第4回 「KAKERU~明晰夢の果てに~」 ミュージカル公演

★7月20日(土)ホルトホール大分 OPENING CEREMONY

  

 安松良道氏と子どもたちの「奇跡の舞台」

 

  ミュージカル「KAKERU」公演

 

 

 

                 (ホルトホール大分統括責任者) 是永幹夫

 

 

 

 914()夜、ホルトホール大分の大ホールで上演された新作ミュージカル「KAKERU」は、大分に誕生した「奇跡の舞台」だと思う。高校生・中学生を中心に編成された50名の出演者による2時間の舞台が届けた感動は計り知れなく大きい。ミュージカル初挑戦で「奇跡の舞台」を創りだした主宰の安松良道氏と子どもたちに、カーテンコールで会場から大きな拍手が送られた。
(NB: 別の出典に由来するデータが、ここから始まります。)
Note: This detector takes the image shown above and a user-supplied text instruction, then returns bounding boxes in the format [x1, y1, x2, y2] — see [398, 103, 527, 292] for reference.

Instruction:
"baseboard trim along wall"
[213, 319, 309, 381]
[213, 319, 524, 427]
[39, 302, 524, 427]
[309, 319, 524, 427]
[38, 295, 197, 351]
ホールのロビーでは立ち去りがたい観客と出演者の交流がいつまでも続き、集中力を切らさずに見事にやりきった子どもたちの笑顔と涙に、観客の皆さんも握手で応えていた。

 

ミュージカルの内容は、いまの子どもたちの置かれた状況を背景に、主人公の女性が、少女時代にいじめにあっていた頃に描いていた絵本の「つづきの物語」を紡ぎ、その主人公たちが夢のなかに登場し、孤独だった少女時代のトラウマを払拭させるために、女性を励まし、たくさんの勇気と元気をもらい新たなリスタートをきるために旅立つ、というストーリーで、ファンタジーあふれるなか、私自身の少年時代の想い出ともオーバーラップし、稽古拝見のたびに感涙した。

 

 秋田で長年、わらび座という日本列島の風土と歴史に根ざした創造カンパニーの経営と運営に携わってきた者として、ふるさと大分市に帰郷し、さまざまな分野で創造的挑戦をしている皆様と出逢った。なかでも、安松良道氏との出逢いは、いまの私に大きな影響を与えている。次世代のための舞台創造の真摯な姿勢、舞台の構築力と演出力と振付力はなみなみならぬものがあり、子どもたちへの指導もとても丁寧で、一人ひとりの資質と技量に心配りする姿勢は、感動的ですらある。氏のような優れた指導者がいることは、ふるさと大分の大きな財産だと思う。氏のクオリティへの執念、プロ意識の徹底、圧倒的迫力のダンスシーンの魅力、オリジナル・ミュージカル創造の総合力を、これからの大分の舞台創造の宝として見守っていきたい。氏のスタジオでレッスンを受けている子どもたちが、汗と涙と笑顔で創りだしたミュージカル「KAKERU」は、終盤で手話をともなって歌われた「ホルトの木の下で」(詞・曲/西野ナオト)の名曲とともに、ホルトホール大分の開館を祝うステージとなった。ホルトホール大分に携わる者として、深く感謝したい。